Je suggère aussi que l’Etat décide un jour de déployer l’armée dans ce genre de catastrophe. Car  l’une des missions fondamentales des armées dans le monde n’est pas tant de mener des guerres, mais de sauver des vies à travers la mobilisation dans les catastrophes naturelles. Ce n’est pas pour rien que ce corps militaire dispose d’ingénieurs dans le génie civil ou les transmissions ou encore des médecins spécialistes très doués.  Ces compétences qui restent dans les casernes doivent aussi apporter de l’aide à la population. Et je n’en doute pas un moment, ils seront ravis de le faire!
A.R.

- Médias vs réseaux sociaux
Je suis extrêmement affligé de voir le très peu de solidarité dont font preuve les Marocains envers leurs concitoyens au Sud. Pas un avis de condoléances aux familles des victimes, ni aux JT ni pendant le derby le week-end dernier… Les Marocains manifestent régulièrement  pour la cause palestinienne (ce qui est fort louable), mais qu’en est-il du malheur de leurs concitoyens? Est-ce que la couverture médiatique médiocre à laquelle ont eu droit les régions sinistrées est la cause de ce désintérêt, ou bien les journalistes eux-mêmes (étant des citoyens comme les autres) sont désintéressés comme le reste de leurs concitoyens? L’abondance en images sur les réseaux sociaux donne plutôt l’impression que ça n’a rien à voir avec la couverture médiatique… pourquoi donc nous ne sommes plus solidaires?
L.M.

- Appel à la solidarité nationale
Ne serait-il pas opportun de lancer une opération nationale de participation à l’aide des zones sinistrées? 10 DH par personne, cela représenterait un peu près de 300 millions de DH de fonds collectés. La Fondation Mohammed V pourrait s’occuper de cette opération de solidarité. Un emprunt national pourrait être également lancé pour financer le tunnel de Tichka? Les Chinois pourront nous aider à le construire en moins de 5 ans.
C.M.

- Des routes en papier!
Les pluies diluviennes qui se sont abattues sur le Maroc ont mis à nu la vraie qualité du réseau routier au Maroc. Il est vrai que le Royaume fait partie des pays les mieux lotis en la matière en Afrique, mais même si le réseau s’est nettement élargi ces dernières années, la qualité n’a pas vraiment suivi. Regardez le nombre de routes qui se sont fissurées après seulement quelques gouttes de pluie. Celles qui ont subi les inondations ont carrément été arrachées par les eaux. Ceci est aussi valable pour les constructions qui ont très vide cédé (maisons, ponts,…). Le Maroc ne peut avancer avec des infrastructures low cost qu’il faut à chaque fois restaurer moyennant des coûts colossaux, et qui mettent en danger la vie des citoyens. Une sérieuse remise en question doit s’opérer. Ceux qui ont triché dans les gros œuvres «bricolés» ne doivent pas s’en tirer impunément.
A.Y.

Enquête sur BIM: Et la liberté de commerce?
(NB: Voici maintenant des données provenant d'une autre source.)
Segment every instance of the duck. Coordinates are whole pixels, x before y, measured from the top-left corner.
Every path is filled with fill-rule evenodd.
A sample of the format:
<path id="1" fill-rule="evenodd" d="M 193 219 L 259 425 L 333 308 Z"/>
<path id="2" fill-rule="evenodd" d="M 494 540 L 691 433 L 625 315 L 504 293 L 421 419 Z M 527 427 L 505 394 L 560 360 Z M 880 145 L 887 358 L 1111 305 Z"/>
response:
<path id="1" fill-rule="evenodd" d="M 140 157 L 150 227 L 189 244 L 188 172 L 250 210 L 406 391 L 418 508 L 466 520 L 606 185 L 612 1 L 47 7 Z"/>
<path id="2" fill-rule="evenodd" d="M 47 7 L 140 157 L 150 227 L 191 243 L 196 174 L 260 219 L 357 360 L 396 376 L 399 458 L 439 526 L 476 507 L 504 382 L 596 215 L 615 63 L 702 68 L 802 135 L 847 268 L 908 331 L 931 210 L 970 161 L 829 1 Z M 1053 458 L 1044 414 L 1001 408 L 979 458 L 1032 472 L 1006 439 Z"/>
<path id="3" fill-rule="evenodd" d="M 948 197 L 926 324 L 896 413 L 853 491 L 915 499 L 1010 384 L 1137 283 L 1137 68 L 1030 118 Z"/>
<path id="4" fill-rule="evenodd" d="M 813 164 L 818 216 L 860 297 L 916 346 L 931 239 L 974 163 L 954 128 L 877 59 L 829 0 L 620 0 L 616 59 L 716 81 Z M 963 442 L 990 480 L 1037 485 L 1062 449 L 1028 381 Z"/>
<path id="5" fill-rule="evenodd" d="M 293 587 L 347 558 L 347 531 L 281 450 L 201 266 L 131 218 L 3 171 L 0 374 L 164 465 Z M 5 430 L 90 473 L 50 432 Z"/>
Que se passe-t-il dans la distribution au Maroc pour qu’un ministre ouvre une enquête ciblée sur un acteur économique, à savoir BIM ? BIM une entreprise formelle qui investit, se développe et crée des emplois a-t-elle contrevenu à la loi ? Présente-t-elle un danger plus grave que l’informel?
BIM est visible par ses enseignes, s’approvisionne comme toute entreprise selon ses critères de gestion et pour conforter sa politique de bas prix et de proximité. BIM agit dans le cadre de la liberté de commerce et de la  loi de la concurrence. Un ministre peut-il imposer une politique d’achat à un acteur économique?
La déclaration du ministre est grave: «Si les investissements veulent se développer, je ne tolérerai pas que cela se fasse au détriment du tissu industriel marocain». On ne peut défendre certains industriels qui ne veulent pas se mettre à niveau pour être compétitif, qui n’appliquent pas des méthodes de gestion performantes. Si BIM agit dans la légalité, paye ses impôts et rend service au pouvoir d’achat des citoyens, doit-on lui en vouloir?
Laissons le marché se réguler par la libre-concurrence et ne cherchons pas à dicter et imposer des directives de gestion à tout opérateur  qui contribue à la dynamique  économique du pays.
J.H.

- Les piétons, ignorés de la signalisation dans les villes
Je ne sais pas si vous l’avez remarqué, mais il est très difficile de circuler à pied dans nos villes. Les trottoirs sont squattés par les cafés, restaurants, vendeurs de cigarettes au détail, motos. Ce qui oblige les piétons à emprunter la chaussée. De plus, la signalisation a été exclusivement pensée pour les véhicules et ne tient pas du tout compte des piétons qui n’ont pas le temps de traverser entre deux feux rouges. Le conseil de la ville a bien installé des feux de signalisation sur les axes récemment réaménagés à Casablanca. L’objectif est de permettre aux piétons de traverser en toute quiétude, mais ces feux ne sont jamais respectés. Les chauffards les grillent systématiquement. Et quand bien même un policier serait présent sur les lieux, il ne réagit jamais, tellement ce genre de conduite s’est banalisé et est devenu la règle. Il n’est donc pas étonnant que les piétons soient les premières victimes des accidents de la circulation. Les passages pour piétons ne servent à rien au Maroc. Les dos d’âne implanté à proximité n’ont pas permis d’améliorer la situation.
Je me rappelle la période avant l’entrée en vigueur du code de la route. Un répit de 10 mois était prévu pour permettre la mise à niveau de la signalisation dans les pôles urbains. A Casablanca, et je suis catégorique là-dessus, rien n’a été fait. Les panneaux, les feux et la signalétique horizontale sont restés dans leur état initial. Il est donc grand temps que tout cela soit revu pour intégrer les piétons dans le schéma de signalisation des villes. Car, à défaut d’un transport de masse, certains sont obligés de se déplacer à pied. Facilitez-leur la tâche!
K.R.

- Où est la déflation alors que l’immobilier ne baisse pas?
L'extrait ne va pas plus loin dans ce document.